Über die STAGE BOTTLES hatte ich schon viel gehört, das meiste davon positiver Natur, da war ich natürlich gespannt, wie mir die gefallen. Naja, ich war dann eher enttäuscht, denn der Oi-lastige Punkrock war zwar nicht schlecht, aber ich hatte den Eindruck, die Band wolle möglichst professionell wirken. Da wurden die Pobacken fest zugekniffen und recht unlocker und stoisch geradeausmusiziert. Seltsam auch die Huldigungen an das Dasein als Hooligan: Wir widmen den Song den Subkulturen Punk, Skinhead und Hooligan“ – seit wann ist „Hooligan“ eine Subkultur?!?

Dennoch war die Laune bestens, wir hatten mehrere Kieler Grüppchen getroffen und so wanderte man gemeinsam ins Zelt, wo nun die CREETINS an der Reihe waren. Leider war nicht allzu viel los, daher blieb die Stimmung etwas mau. Keine Ahnung, ob das Force Attack nicht das Publikum für die Creetins anzieht, oder ob es einfach Zufall war und potentiell Interessierte gerade durch Durchfall, Zähneputzen oder Unterbuxewechseln verhindert waren? Die Band ließ sich jedenfalls nicht beirren: Seit Fanski dabei ist (und vollständig von seinem …äh… Sportunfall genesen ist) ist da noch deutlich mehr Bewegung bei denen auf der Bühne. Der Sound war nicht ganz optimal, aber die üblichen Kracher der CREETINS waren zumindest uns Kielern so vertraut, dass wir uns untergehende Feinheiten einfach „dazudenken“ konnten. Von der aktuellen 7“ gab es „The Spirit Is Willing“, ein schön melodischer Punkrocksong, der es mit dem bisherigen Material auf jeden Fall aufnehmen kann. Die 7“ wird na logen demnäxt hier reviewt, der kommende Longplayer erscheint am 01.09.

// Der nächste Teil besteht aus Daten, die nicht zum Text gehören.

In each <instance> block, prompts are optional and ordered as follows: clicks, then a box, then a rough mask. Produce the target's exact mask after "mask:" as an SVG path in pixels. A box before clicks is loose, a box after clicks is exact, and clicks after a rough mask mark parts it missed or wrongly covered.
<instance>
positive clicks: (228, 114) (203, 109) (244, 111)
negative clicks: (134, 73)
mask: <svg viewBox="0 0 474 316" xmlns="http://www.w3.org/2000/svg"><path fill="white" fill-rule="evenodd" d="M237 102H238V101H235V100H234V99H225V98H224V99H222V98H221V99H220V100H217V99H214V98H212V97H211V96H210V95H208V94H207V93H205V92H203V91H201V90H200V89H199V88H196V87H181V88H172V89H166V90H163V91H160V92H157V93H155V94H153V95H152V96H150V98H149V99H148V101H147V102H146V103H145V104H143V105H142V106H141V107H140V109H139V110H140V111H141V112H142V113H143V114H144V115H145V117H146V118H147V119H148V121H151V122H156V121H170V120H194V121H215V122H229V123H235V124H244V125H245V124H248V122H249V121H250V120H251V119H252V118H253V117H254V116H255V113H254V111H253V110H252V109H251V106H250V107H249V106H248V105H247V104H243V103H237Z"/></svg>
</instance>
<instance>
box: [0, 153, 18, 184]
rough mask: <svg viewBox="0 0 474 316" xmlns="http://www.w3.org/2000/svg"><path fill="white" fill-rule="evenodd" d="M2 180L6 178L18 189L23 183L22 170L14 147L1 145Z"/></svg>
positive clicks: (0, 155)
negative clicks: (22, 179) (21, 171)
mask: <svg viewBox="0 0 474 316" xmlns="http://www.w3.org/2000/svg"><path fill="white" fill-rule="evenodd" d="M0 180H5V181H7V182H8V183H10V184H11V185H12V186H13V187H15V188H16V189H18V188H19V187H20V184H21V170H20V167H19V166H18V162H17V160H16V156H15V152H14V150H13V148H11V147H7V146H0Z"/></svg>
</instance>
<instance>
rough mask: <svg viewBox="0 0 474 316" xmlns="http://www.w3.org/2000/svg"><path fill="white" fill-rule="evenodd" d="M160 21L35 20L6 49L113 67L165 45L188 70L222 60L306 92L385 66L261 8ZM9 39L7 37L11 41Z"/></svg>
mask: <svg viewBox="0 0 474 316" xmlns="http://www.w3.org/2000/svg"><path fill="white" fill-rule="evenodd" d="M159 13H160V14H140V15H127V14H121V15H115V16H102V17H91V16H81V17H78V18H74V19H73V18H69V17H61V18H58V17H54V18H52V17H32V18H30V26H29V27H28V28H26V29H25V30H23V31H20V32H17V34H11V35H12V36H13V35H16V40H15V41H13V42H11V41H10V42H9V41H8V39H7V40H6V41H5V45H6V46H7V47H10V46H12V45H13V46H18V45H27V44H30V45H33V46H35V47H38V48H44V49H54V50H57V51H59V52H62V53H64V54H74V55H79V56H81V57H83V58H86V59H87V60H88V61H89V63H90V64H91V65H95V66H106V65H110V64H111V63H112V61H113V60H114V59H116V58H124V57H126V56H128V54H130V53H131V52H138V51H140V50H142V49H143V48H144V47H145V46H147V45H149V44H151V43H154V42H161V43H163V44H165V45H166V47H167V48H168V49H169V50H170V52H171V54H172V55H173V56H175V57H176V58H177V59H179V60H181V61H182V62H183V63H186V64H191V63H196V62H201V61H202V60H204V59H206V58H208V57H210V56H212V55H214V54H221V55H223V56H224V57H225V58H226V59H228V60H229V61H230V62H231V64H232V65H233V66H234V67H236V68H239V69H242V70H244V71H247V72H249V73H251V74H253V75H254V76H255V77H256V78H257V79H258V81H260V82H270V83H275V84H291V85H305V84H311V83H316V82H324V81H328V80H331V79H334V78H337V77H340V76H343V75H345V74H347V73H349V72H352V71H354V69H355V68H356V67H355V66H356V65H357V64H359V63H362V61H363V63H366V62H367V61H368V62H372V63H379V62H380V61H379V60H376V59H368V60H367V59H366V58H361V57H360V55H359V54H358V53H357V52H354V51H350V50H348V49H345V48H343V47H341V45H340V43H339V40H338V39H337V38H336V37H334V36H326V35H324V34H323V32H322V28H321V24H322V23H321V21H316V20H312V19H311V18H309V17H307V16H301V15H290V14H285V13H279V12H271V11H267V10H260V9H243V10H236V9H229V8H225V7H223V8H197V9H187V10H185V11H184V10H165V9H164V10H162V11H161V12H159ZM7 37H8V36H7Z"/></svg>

Nun gönnten wir uns mal einige Bands lang eine Pause, hörten danach zumindest über die HOTKNIVES, dass die recht sehenswert gewesen sein sollen. Aber LOKALMATADORE mussten echt nicht sein, dann lieber KREATOR auffem Campingplatz gehört und die Frisuren gerichtet…

Richtig gut gefielen mir die RAZORS, die abends nach allen Regeln der Kunst das Zelt rockten. Diese Veteranen sind ja nu seit ca. drei Jahren wieder aktiv, nachdem die Band über 20 Jahre lang „pausiert“ hatte, dennoch hab ich sie irgendwie noch nie sehen können. Ähnlich wie bei TOXOPLASMA empfinde ich diese „Reunion“ als berechtigt, denn die Jungs wirkten engagiert und machten ordentlich Dampf. Dass es leider auch anders geht, hatten z.B. APPENDIX auffem Punk Am Ring demonstriert, wo man sich angesichts der zahnlosen Darbietung nur wünschte, die Typen mögen sich zurück inne Gruft begeben. Nicht so bei RAZORS – mit viel Rotz und Elan wurden alte und neue Songs ins Zelt gehämmert, wobei natürlich Klassiker wie „Tommies Gang“ vom Mob am freudigsten begrüßt wurden. Up the banned punx!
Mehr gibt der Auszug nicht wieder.